Psy 8993 (58119 -002 ) Directed Studies: Special Areas of Psychology and Related Sciences
Special Topics in Computational Vision.
Instructors: Daniel Kersten and Paul Schrater
Contact: kersten@umn.edu, 625-2589 , URL: www.umn.edu/~kersten
First Meeting: 2:00pm-04:00pm Tuesday, January 16, 2001 in 204
Elliott Hall
Place: 204 Elliott Hall
A challenging goal for a science of visual perception is the development of testable, quantitative models of visual performance that take into account the complexities of natural images and the richness and flexibility of human visual behavior. The purpose of this seminar is to explore the theoretical principles required for modelling human vision. These principles constitute what we call pattern inference theory. The basic elements of pattern inference theory are not new and have their mathematical roots in communication and information theory, Bayesian decision theory, pattern theory, control theory, and Bayes nets. There has been recent progress in developing principles and techniques that apply to models of perceptual inference. Although, there is still a large gap between theory and experiment, part of our focus will be to look at psychophysical studies that address these principles of inference. The seminar will be a mixture of lectures and discussion.

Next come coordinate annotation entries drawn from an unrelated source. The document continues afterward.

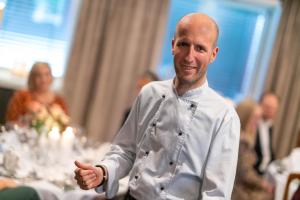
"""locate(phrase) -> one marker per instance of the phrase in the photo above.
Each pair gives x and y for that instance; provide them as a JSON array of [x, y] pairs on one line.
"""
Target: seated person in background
[[147, 77], [10, 191], [38, 98], [248, 184], [269, 103]]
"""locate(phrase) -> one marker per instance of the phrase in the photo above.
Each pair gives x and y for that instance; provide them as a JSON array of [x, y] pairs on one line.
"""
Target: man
[[263, 145], [181, 138]]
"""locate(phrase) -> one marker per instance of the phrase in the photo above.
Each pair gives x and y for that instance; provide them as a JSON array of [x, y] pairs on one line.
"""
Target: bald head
[[199, 21]]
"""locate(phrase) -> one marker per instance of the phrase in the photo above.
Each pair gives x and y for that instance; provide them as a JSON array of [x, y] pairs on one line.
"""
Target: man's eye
[[199, 48], [181, 44]]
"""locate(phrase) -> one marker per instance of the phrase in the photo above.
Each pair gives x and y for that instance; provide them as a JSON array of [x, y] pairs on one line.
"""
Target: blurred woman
[[10, 191], [248, 184], [38, 98]]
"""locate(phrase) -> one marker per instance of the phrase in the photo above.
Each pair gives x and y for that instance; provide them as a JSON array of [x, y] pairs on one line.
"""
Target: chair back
[[291, 177]]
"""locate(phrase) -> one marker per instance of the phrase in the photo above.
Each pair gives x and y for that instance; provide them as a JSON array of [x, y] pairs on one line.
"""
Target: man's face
[[269, 105], [193, 49]]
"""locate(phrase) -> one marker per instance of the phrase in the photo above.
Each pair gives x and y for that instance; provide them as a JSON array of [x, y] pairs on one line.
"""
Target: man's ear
[[214, 54], [173, 44]]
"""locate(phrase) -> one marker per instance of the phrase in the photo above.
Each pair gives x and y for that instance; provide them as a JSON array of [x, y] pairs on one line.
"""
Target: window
[[36, 30], [247, 32]]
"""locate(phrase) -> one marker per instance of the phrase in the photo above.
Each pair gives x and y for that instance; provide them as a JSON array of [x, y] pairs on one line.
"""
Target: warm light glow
[[2, 5], [68, 133], [68, 138], [54, 134]]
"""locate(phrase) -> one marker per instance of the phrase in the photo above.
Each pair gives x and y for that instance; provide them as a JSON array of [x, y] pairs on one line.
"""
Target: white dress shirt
[[176, 147], [264, 135]]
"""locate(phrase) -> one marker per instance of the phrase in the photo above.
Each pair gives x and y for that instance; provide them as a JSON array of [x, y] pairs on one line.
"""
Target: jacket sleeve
[[222, 158], [119, 160]]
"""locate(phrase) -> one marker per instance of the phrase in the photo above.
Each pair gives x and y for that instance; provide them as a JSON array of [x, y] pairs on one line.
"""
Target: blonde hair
[[244, 110], [32, 74]]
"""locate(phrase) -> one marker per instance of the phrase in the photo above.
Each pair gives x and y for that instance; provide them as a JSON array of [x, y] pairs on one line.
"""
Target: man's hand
[[88, 176]]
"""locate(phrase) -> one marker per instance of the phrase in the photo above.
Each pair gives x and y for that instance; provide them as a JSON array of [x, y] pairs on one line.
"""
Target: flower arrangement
[[49, 117]]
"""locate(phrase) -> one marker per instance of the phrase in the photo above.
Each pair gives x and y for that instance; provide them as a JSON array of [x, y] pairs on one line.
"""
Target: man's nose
[[190, 54]]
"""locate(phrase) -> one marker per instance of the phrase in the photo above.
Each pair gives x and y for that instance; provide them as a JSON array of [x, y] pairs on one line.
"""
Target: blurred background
[[97, 49]]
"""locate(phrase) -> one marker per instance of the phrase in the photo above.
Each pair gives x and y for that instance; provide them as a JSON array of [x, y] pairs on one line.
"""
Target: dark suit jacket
[[258, 150]]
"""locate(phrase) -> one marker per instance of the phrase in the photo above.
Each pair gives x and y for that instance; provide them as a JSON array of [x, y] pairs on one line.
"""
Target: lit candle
[[54, 136], [68, 139]]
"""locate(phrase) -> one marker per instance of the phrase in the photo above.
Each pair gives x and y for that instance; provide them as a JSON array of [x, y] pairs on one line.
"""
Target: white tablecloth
[[279, 170], [46, 166]]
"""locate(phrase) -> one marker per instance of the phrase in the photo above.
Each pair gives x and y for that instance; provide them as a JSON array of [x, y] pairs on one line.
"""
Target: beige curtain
[[114, 42], [284, 78]]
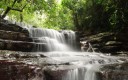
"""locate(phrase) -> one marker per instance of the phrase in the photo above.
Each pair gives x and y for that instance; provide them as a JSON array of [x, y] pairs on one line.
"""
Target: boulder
[[114, 71]]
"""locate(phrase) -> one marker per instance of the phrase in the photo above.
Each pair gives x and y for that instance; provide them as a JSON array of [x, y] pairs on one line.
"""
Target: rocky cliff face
[[109, 42]]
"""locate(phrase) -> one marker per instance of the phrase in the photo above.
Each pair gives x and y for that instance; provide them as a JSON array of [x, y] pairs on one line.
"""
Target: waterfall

The readings will be a combination of lecture notes (indicated by Chapter *), and selected papers from the relevant literature in computational vision, biological vision, and human psychophysics.
Schedule (Readings below are incomplete and tentative) | ||
| Week | Topics | Readings |
| 1. Week of January 15 | Computational Vision: Introduction and overview. | NIPS*98 Tutorial Notes (http://vision.psych.umn.edu/www/kersten-lab/papers/NIPS98.pdf) |
| 2. Week of January 22 | Bayes Probability Theory: Pattern Analysis and Pattern Synthesis. Vision for an Agent in the World. Tasks for Experiments and Artificial Systems. Bayesian estimation: Putting the pieces together. |
Chapter 1, Geisler (1989), Kersten (1999)
|
| 3. Week of January 29 | Bayesian Decision Theory I: Discrete state spaces. Decision Theory for Continuous Variables. |
Chapter 2. |
| 4. Week of February 5 | Bayesian Decision Theory II; Multi-dimensional inputs: the
Geometry of Decision Surfaces. An Information Theoretic Perspective. ROC curve and two-alternative forced choice. Signal Known Exactly Gaussian Model. Fisher Information and the Cramer-Rao lower bound. |
Chapter 2. cont'd, Burgess et al., Schrater et al., (2000), Blake et al., Eckstein (1998), Gold (1999) |
| 5. Week of February 12 | Integrating Out Secondary Variables I :Secondary Variables: An Example and Overview. Marginalizing over Continuous Secondary Variables. Phase Space and Integrating Secondary Variables. | Chapter 3. Freeman (1993), Schrater and Kersten (in press) |
| 6. Week of February 19 | Integrating Out Secondary Variables II: Discrete Secondary Variables.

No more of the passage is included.